Tue Nov 14 12:30:26 EST 1989

YlC> Yann le Cun
JM> John Merrill (me)

JM> In fact, the radial basis function theorem gives somewhat better
JM> bounds on the *number* of intermediate nodes necessary, and, as a
JM> consequence, indicates that if you're only interested in
JM> approximation, you want to use RBF's.

YlC> But you can build RBF's (or rather, multidimensional "bumps")
YlC> with two layers of sigmoid units.

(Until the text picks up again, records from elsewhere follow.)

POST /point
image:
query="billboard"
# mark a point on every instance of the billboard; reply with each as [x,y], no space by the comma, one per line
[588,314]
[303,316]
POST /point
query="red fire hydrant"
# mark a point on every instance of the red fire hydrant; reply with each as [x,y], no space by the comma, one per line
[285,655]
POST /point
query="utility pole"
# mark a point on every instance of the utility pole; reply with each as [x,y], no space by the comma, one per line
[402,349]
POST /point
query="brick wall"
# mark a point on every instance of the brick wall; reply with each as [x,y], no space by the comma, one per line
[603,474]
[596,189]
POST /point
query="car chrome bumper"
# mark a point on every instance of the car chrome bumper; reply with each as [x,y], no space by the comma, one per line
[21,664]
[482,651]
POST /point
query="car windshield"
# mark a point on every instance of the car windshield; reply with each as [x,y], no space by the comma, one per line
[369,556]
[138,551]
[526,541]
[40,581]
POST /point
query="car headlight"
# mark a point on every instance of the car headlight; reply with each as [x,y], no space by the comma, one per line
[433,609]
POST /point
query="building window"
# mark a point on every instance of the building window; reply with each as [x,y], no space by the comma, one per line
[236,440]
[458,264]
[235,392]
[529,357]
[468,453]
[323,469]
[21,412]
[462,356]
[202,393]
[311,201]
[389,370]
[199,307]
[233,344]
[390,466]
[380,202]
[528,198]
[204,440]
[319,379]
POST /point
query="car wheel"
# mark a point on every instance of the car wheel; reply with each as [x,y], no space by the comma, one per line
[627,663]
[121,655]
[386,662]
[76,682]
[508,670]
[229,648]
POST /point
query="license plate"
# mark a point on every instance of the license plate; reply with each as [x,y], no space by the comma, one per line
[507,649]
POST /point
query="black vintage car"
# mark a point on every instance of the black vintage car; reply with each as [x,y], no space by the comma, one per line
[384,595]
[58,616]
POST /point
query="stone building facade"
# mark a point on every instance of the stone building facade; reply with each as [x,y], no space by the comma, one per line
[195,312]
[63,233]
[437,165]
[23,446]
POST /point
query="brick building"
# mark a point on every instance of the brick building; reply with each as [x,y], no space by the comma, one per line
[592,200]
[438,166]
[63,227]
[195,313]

And you just need O(n) units
YlC> for n bumps.  A third (linear) layer can sum up the bumps.

YlC> So i guess the bound on the number of intermediate nodes is the
YlC> same in both cases.

Not quite.  If your input lies in ${\bf R}^k$, it takes at least k units
(in the lower hidden level) to build a single k-dimensional bump in
the upper hidden level.(*) As a consequence, the network that this
argument gives is wildly more computationally demanding than the
original RBF network, since it's got to have $nk^2$ edges between the
input layer and the first hidden layer, as well as $nk$ more edges
between the two hidden layers, for a total edge count of $n (k^2 +
k)$, as compared to an edge count of $nk$ for the RBF network.  If $k
= 1000$, this is a factor of $1000$ more costly (in terms of edges;
it's actually less than that, since each RBF node needs an extra few
multiplies.)

YlC> You can prove the universality of 2 hidden layer structures that
YlC> way (and the proof is a lot simpler than with 1 hidden layer).

Absolutely, and it's the one I would actually teach if I taught one at
all.

--- John

(*) It might seem that one would need 2k such units; in fact, by using
k-dimensional simplices as the bump-shapes, k units suffice.